Stanford students: Don’t live off-campus in the Bay Area

July 27, 2020, 12:40 p.m.

As Stanford decides the final form of its academic system in the wake of COVID-19, thousands of students are left in limbo, having to decide where to reside during their designated off-campus quarters. For many, the Bay Area appears to be an intuitive option. The Bay Area is familiar. It’s a place with character and things to do. It’s conveniently close to campus. Plus, it would be fun to spend a few months living with friends. Innocent, right?

Not even close.

In this article, we provide an introduction to our history and place in the larger Bay Area — both the region and its people who are deeply afflicted by some of the nation’s worst patterns of mass gentrification and displacement — and we seek to answer the question: what does this regional problem have to do with us as students? This article is not intended as a moral judgment, but rather as an honest reflection on our reality as Stanford students.

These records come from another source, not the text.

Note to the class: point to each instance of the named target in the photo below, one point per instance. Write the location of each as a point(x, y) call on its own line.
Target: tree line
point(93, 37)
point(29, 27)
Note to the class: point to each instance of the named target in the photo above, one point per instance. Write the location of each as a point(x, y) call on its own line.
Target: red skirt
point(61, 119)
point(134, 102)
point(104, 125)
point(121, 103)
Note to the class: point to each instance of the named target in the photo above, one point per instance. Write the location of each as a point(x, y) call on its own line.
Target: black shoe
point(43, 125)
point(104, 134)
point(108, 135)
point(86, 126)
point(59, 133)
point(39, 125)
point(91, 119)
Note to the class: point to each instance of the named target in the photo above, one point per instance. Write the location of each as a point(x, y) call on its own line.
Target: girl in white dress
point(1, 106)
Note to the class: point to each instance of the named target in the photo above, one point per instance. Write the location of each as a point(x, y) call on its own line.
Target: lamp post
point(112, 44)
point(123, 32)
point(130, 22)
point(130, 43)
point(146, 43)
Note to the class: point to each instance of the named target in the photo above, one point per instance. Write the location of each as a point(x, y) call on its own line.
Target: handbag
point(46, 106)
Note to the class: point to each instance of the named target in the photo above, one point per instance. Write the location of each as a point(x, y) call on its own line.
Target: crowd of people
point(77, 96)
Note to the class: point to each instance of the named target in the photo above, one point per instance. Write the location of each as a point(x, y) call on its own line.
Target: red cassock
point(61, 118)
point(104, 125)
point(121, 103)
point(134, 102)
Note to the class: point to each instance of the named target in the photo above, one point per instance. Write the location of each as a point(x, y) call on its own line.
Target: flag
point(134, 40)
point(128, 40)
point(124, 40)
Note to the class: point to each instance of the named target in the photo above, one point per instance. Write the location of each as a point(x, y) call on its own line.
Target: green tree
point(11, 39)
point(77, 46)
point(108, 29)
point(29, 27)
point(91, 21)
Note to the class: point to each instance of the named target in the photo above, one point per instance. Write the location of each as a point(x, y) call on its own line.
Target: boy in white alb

Beginning with terminology, gentrification refers to a process of neighborhood change — a generalized restructuring of place, encompassing the transformation of low-status neighborhoods to upper-middle-class playgrounds. Displacement occurs when housing or neighborhood conditions, physical and economic, force people to move against their will, often leaving behind key resources like community structures (i.e extended family) and employment, depending on the severity of the displacement. Lastly, while they are distinct, race and class are intertwined in these phenomena, as neighborhoods that have undergone gentrification typically see major changes in both socioeconomic and racial demographics

Beyond terminology, it is critical to understand that these words alone do not fully illustrate the suffering and instability caused by gentrification and displacement. It’s not simply a matter of rising housing costs, but also of families becoming homeless, of people constantly starting over in the face of markets and policies far bigger than themselves. Throughout this discussion we must also recognize that these patterns of homelessness, the shattering of communities and the loss of stability are not distributed proportionately across racial demographics, introducing a critical nuance that those who claim “color blindness” fail to recognize. For further reading, we highly recommend this article that demonstrates the tangible effects of gentrification and displacement through the story of Naseem, an Oakland elementary student.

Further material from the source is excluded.